Extracorporeal membrane oxygenation (ECMO) is a therapeutic option used increasingly in the treatment of severe acute respiratory distress syndrome (ARDS). Choosing an adequate cannula type and insertion site can be a challenge. The insertion of a bi-caval dual lumen (Avalon®) catheter in the superior vena cava instead of two venous single-lumen catheters facilitates mobilisation and physiotherapy of patients, and hence is being used more and more [1].

A middle-aged patient was admitted to our hospital after severe multiple trauma. Before admission to our hospital, damage control surgery including bilateral diaphragmatic repair and ileotransversostomy was performed.

The postoperative course was complicated by disseminated intravascular coagulation (DIC). Six days after the accident, the patient could be stabilized to be eligible for transportation to the hospital by an air rescue service. The patient was transferred directly to the Surgical ICU under controlled mechanical ventilation.

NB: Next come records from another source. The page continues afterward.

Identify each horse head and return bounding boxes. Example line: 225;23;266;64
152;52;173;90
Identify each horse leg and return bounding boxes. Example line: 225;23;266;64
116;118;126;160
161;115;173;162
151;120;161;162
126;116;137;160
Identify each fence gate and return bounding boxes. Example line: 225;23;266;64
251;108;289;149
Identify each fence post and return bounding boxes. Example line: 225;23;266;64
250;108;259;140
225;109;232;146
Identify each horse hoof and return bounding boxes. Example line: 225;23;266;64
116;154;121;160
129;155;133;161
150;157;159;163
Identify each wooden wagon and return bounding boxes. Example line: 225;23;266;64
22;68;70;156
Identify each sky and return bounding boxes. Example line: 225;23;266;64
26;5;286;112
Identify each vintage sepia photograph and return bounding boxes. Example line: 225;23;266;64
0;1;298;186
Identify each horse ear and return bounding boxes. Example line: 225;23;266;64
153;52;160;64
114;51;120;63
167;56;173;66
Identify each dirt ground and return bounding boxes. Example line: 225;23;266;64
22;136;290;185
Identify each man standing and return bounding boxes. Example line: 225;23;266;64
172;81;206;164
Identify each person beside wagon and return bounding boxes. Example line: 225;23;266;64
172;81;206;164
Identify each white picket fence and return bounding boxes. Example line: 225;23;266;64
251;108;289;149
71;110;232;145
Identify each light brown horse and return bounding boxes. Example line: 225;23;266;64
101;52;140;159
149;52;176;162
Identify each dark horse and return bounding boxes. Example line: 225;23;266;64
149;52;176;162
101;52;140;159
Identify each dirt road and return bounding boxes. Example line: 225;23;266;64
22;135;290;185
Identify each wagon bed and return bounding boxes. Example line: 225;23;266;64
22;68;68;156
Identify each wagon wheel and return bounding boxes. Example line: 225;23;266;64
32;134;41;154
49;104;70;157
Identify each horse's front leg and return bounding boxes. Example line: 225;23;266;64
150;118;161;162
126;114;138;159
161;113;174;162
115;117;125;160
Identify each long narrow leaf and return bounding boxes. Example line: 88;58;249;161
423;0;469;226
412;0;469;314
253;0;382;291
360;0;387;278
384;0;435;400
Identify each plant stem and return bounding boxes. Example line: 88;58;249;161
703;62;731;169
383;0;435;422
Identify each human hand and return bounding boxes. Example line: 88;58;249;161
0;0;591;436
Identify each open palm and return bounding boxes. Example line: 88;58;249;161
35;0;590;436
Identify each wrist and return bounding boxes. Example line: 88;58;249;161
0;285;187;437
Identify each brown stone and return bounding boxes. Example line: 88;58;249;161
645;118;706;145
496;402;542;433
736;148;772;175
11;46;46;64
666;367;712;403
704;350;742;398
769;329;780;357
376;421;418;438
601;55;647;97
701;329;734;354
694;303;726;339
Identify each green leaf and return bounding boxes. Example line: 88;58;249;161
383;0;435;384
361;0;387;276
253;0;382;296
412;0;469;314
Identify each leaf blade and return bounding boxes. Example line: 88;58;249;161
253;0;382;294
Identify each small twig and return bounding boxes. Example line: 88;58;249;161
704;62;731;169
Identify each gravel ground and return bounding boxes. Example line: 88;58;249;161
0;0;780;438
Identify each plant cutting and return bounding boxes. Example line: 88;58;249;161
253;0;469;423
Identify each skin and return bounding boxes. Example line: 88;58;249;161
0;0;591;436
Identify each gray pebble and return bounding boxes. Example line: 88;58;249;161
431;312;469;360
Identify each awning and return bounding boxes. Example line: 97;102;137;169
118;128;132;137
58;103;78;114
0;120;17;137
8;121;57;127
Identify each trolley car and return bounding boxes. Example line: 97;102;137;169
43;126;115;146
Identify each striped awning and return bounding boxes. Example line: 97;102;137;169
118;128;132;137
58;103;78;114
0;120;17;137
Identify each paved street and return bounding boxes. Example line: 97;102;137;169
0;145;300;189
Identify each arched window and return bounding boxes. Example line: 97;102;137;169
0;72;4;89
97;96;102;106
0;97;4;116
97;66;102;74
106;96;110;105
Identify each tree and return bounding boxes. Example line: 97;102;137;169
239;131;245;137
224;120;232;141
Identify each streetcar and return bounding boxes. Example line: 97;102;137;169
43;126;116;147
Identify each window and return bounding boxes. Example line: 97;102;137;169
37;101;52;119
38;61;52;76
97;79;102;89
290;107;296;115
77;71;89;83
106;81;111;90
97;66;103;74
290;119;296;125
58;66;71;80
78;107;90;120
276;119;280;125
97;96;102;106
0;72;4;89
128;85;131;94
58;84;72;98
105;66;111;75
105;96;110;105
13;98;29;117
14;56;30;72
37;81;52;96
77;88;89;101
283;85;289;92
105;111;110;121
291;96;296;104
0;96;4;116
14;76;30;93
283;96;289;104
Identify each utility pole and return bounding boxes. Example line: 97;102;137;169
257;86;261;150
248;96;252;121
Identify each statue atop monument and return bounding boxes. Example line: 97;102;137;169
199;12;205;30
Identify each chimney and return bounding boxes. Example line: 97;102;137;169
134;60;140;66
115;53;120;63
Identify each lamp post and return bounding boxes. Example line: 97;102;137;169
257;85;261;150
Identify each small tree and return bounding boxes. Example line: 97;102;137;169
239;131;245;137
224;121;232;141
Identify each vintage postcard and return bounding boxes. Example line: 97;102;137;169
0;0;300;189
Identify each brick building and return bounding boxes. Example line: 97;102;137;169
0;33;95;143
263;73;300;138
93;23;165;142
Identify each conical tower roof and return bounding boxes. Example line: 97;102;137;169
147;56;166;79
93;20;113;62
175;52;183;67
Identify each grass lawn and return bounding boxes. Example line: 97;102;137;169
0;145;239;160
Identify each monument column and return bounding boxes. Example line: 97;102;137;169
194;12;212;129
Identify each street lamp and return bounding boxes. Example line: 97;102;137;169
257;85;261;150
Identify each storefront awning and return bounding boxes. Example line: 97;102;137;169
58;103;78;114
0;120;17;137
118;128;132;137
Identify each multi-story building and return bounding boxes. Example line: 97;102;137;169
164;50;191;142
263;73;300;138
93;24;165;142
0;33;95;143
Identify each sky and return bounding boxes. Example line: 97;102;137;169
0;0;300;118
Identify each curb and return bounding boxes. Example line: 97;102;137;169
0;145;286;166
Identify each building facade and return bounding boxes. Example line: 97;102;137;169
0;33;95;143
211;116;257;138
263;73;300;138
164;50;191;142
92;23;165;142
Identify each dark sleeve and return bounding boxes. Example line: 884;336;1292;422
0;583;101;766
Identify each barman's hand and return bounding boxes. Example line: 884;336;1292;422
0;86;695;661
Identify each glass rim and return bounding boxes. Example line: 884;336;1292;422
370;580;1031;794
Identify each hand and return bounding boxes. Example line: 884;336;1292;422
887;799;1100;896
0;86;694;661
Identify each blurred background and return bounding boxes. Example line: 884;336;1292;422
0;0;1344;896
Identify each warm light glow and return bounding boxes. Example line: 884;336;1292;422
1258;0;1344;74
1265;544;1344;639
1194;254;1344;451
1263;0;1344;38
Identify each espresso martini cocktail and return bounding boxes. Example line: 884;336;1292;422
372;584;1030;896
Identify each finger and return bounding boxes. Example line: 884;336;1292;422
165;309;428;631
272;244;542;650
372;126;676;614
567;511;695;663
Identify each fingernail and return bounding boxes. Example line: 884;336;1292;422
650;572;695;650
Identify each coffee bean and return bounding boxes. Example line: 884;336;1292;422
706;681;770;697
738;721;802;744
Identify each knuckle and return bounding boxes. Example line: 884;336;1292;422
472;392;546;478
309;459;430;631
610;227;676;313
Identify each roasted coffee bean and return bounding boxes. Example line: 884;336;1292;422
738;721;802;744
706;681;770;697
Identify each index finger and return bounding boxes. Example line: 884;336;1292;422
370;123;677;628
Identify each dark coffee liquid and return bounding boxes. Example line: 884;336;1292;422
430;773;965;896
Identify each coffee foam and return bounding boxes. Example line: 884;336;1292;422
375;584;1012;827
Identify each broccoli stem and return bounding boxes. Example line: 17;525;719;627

Within the first 24 h after admission, the respiratory function deteriorated to ARDS. Advanced respiratory support, including veno-venous ECMO, was applied to sustain gas exchange in the hope it could improve survival. Because of the underlying complex abdominal trauma we tried to insert a bi-caval dual lumen catheter into the right jugular vein. Due to surgical reconstruction of the bilateral diaphragmatic rupture and consecutive anatomical changes, several attempts to place either the guide wire or the catheter tip into the inferior vena cava (IVC) under transthoracic and transoesophageal echocardiography visual guidance failed; both guide wire and dual lumen catheter could not bypass the right ventricle to the IVC.

Therefore, we decided to insert two single lumen catheters into the right jugular and femoral vein, whereupon ECMO treatment could be performed without further technical problems. In a post-hoc reconstruction of the thoracic computed tomography (CT) scan we discovered an altered path of IVC transition into the right atrium following surgical repair of the bilateral diaphragmatic rupture (Fig. 1).

Fig. 1
figure 1

Paracoronal reconstructions of contrast-enhanced CT show normal connection of the superior vena cava (open arrows) into the right atrium (RA). Connection of the IVC (arrows) to the RA, however, is abnormal with angulation and bulbus-shaped configuration (*)

In patients with right-sided diaphragmatic rupture and surgical reconstruction we recommend a three-dimensional reconstruction based on three-dimensional echocardiography or CT of the venous inflow to the right atrium before attempting to insert a bi-caval dual lumen catheter [2]. Notwithstanding that the manufacturer recommends insertion of the guide wire under angiographic control, we assume that use of fluoroscopy most likely would have been associated with the same difficulties.